Ilustrasi mengenal baut oli dan fungsinya (billy - )

Pada saat mau ganti oli, pelumas bekas di dalam mesin dibuang lewat lubang tap. Trik ini umum dilakukan pada semua jenis motor.


Cuma agar sama-sama pakai baut tap oli, part penghadang oli yang diaplikasi di mesin motor tenyata beda-beda ukuran dan dimensinya.
 
Baik itu sesama bebek, sport atau skubek. Perbedaan itu bisa dilihat pada ukuran kepala dan lingkar luar ulir baut tersebut.

“Jadi, kalau bisa jangan sembarang pasang, copot apalagi salah pakai tool kit ketika ingin membuka dan menutupnya. Selain bisa bikin ulir slek, salah pasang juga bisa bikin kepala baut gampang terkikis,” ucap Sardin Gorad Pasaribu, mekanik Honda Capella Racing Team di Aceh.

Perbedaan paling mencolok baut oli kepunyaan Yamaha Scorpio. Meskipun tipenya sport dan berbodi gambot, ukuran kepala baut oli yang dipakai sama seperti Yamaha Mio. Sama-sama mengunakan kunci 12 untuk membukanya.
 
Tapi, walau ukuran kepala baut kecil, diameter ulir ukuran baut 14 dan didukung topi di bagian bawahnya biar tetap aman.

Beda lagi dengan motor bebek Shogun atau Smash Titan. Lubang tap pembuangan oli yang ada di bawah mesin sebelah kanan justru ditutup baut 14 atau lebih basar dari Yamaha Scorpio dan Mio. Cuma biar kepalanya besar, baut ini tidak dilengkapi topi dan diameter ulirnya sesuai baut ukuran 14.

Lantas ukuran baut tap pembuangan oli yang lebih besar daripada Mio atau Smash Titan kebanyakan dipakai di motor merek Honda.
 
Lihat saja baut oli mesin Vario, Supra hingga MegaPro pakai baut 17. Bentuk bautnya sama seperti punya Smash Titan dan diameternya pun sama seperti baut 17 pada umumnya.

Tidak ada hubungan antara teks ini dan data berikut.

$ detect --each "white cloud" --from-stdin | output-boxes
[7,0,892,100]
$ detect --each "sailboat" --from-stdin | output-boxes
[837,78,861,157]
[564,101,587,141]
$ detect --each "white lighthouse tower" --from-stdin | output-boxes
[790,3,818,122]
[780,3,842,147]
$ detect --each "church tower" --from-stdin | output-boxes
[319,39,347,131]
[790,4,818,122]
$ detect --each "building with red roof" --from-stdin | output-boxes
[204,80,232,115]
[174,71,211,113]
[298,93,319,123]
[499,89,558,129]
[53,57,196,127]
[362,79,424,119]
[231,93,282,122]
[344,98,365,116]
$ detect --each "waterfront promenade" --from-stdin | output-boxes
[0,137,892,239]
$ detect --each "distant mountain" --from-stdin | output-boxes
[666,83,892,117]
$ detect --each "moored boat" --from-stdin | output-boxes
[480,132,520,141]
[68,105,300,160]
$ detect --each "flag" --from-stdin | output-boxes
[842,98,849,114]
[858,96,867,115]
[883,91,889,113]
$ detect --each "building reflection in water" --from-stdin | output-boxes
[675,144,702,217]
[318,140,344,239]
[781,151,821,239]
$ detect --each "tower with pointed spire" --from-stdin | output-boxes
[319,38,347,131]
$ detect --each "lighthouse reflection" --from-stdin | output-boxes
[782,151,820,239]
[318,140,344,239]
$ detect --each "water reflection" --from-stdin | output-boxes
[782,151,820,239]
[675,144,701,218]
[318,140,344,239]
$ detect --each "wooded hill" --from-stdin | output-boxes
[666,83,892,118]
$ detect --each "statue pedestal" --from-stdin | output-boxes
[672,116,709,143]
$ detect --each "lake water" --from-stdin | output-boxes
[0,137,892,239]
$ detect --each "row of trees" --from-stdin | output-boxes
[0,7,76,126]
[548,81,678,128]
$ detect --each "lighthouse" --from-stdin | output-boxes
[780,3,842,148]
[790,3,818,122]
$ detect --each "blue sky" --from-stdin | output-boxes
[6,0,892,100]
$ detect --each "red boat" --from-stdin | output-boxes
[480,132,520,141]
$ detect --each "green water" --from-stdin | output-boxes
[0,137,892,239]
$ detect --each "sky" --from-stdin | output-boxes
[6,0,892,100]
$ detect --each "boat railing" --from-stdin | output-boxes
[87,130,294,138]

“Tapi, kalau ukuran baut pembuangan oli lebih besar dari angka 17, biasanya kalau buka tutup pembuangan oli yang ada filter oli macam Honda Tiger, biasanya tutup oli ini ada di samping atau di bawah mesin dan harus pakai kunci ring 19 untuk membukanya,” ingat mantan instruktur kursus mekanik HMTC Jakarta itu.